I look up at her in surprise.

Yes,
I say.
It sucks.

EMMA

If someone takes a bullet for you,

saves your life,

what do you owe them?

Everything?

Or the truth?

BRENDAN

I’ll never forget the moment

when my dad realized.

When the last expensive doctor

spelled it out for us in black and white.

That no amount of money,

no number of pulled strings,

no browbeating or foot stomping,

yelling or bullying,

that no ramped-up brand of positive thinking

would get him a son with legs that worked.

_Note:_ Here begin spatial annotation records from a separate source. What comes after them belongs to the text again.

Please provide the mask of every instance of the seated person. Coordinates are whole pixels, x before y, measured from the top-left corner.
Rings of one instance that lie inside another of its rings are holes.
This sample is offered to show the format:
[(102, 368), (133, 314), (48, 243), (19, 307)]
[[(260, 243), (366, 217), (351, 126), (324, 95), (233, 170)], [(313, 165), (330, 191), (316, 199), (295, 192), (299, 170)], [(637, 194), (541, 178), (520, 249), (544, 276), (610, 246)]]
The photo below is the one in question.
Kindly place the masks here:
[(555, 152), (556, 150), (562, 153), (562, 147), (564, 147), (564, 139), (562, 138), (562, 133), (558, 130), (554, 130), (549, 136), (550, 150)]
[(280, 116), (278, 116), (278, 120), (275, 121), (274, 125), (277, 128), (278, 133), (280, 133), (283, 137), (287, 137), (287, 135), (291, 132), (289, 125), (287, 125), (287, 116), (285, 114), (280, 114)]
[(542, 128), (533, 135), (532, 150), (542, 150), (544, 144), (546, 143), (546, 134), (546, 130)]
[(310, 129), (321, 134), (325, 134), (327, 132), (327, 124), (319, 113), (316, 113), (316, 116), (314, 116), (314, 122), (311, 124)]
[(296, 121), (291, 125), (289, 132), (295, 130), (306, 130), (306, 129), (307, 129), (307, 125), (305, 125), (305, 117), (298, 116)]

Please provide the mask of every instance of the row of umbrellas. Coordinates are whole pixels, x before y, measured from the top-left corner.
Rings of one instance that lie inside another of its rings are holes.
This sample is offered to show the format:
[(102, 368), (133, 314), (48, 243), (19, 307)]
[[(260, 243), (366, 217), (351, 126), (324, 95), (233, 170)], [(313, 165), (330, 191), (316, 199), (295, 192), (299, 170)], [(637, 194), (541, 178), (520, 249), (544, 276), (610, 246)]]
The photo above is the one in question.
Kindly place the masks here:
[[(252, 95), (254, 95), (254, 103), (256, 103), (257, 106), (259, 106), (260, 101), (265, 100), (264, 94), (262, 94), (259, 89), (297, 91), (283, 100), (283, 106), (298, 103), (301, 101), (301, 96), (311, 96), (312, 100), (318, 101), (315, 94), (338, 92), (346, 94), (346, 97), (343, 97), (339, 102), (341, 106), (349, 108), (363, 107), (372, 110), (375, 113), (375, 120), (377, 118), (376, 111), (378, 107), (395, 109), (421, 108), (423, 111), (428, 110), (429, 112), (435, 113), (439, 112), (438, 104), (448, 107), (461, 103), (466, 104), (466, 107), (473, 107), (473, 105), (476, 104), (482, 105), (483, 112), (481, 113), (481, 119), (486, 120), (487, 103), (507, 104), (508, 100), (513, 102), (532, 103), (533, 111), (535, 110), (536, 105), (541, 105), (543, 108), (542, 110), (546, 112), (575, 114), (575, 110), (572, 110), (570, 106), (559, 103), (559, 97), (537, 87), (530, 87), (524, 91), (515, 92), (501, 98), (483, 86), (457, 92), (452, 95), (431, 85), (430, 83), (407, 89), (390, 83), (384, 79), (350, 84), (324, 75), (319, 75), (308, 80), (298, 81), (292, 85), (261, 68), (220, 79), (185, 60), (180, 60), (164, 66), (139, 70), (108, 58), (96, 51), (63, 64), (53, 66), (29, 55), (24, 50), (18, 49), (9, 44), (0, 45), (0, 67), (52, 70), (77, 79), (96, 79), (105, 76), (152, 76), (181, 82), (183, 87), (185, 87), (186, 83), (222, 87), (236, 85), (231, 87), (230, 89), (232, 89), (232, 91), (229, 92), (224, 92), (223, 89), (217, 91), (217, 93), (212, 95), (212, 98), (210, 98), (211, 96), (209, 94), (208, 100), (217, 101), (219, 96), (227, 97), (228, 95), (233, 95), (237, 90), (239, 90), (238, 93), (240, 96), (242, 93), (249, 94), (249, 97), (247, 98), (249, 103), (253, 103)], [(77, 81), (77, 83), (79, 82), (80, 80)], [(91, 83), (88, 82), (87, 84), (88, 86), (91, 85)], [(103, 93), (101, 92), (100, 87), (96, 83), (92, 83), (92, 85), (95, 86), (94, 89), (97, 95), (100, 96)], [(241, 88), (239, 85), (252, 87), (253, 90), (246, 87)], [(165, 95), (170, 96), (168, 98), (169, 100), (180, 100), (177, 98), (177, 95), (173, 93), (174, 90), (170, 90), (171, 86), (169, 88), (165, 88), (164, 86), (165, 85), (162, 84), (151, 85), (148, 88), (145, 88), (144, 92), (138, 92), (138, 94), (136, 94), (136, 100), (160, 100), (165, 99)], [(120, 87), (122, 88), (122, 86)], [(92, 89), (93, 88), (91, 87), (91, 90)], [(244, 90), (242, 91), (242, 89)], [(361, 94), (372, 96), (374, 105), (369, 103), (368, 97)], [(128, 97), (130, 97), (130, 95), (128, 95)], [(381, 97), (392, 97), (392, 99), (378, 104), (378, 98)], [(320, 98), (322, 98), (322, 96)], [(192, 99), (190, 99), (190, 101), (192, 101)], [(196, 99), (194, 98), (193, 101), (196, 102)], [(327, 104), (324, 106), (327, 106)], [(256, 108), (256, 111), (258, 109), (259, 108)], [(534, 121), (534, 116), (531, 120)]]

We were sitting in the office of the best orthopedic

surgeon in the United States of America.

I am very sorry to have to tell you, Brendan, Mr. Donnelly,
Dr. Wyamussing said, looking at each of us in turn,
but there is nothing that can be done to reverse the paralysis.

My dad went all quiet.

Then the doctor’s pager beeped.

Sorry, I have to take this,
Dr. Wyamussing said, after a quick look at the pager.
Take however long you need.

I can’t say it was a big shock.

I think I knew it that first moment.

When I woke up in the hospital

and couldn’t feel my legs.

But the finality of the doctor’s words,

the cold, hard fact

that I would never walk, run,

play lacrosse, swim, ski,

that I would never do

any of the things you do with legs . . .

Well, it gave me this sick, frozen feeling

that made it hard to breathe.

Okay,
Dad says.
So now we know.

I had closed my eyes,

and was taking deep breaths.

I felt his hand on my shoulder

and opened my eyes.

His eyes were bright,

almost as if there were tears in them.

But he was also wearing this

wide, manic smile.

What do the Donnellys do with lemons, son?
he said.

I stared back at him, my entire body feeling

as if it had turned to ice.

Make fucking lemonade,
I said.

That’s my boy,
he said.

Wednesday, October 20

FAITH

It has

been

almost

two months

since

that night.

Front stoops

in the

neighborhood

are dotted

with orange

pumpkins,

and ghosts

made of white

bedsheets

hang from

tree limbs,

fluttering

in the autumn

wind.

We’ve

just

finished

dinner,

and Emma

and I have

hobbled out

to the

backyard

with Polly.

It is one

of those

mild nights

you sometimes

get in

mid-October,

and we’re

lying,

side by side,

on the

hammock,

with our

matching casts

on our

right legs.

I mean,

what are

the odds that

two sisters

would have

fractured

bones

in the

same leg?

One from

jumping out

of a car

and

the other

from

a bullet.

Turns out

Emma’s was more

complicated,

fractured in

three places.

Mine was a

cleaner break,

but the scar

on my leg

is ugly,

a great

puckered

dent in

my thigh.

They said

that I

can have

plastic surgery

later,

which will

make it look

a lot better.

Emma likes

to tease me,

calling me a

psycho nutjob

for setting out

that night

on my bike

to save

our family.

I don’t mind

her teasing.

In fact,

I call her a

psycho nutjob

right back

for jumping

out of a

speeding car.

We have this

running joke

about which

one of us

got it worse.

And tonight

on the

hammock,

we start up

again.

Okay, Polly, you decide,
Emma finally says, reaching over and rubbing Polly’s ears.

And Polly

looks from

me to Emma

as we make

our case.

I came this close to dying,
I say, holding up my thumb and forefinger with barely a sliver of space between them.
Twice.

I’m gonna need at least three more surgeries,
Emma says.

I’m gonna need one more, plus I got a cracked skull and a burr hole,
I say.

I got a concussion,
Emma says.

I’ve got four pins in my leg,
I say.

I’ve got five pins and three screws,
Emma says.

My thigh looks like one of those sinkholes in Florida,
I say,
plus I lost twenty percent of my blood.

No more soccer scholarship at Penn for me, plus I may never play soccer again,
says Emma.

I look

sideways

at her.

That’s bull,
I say,
I mean about never playing soccer again.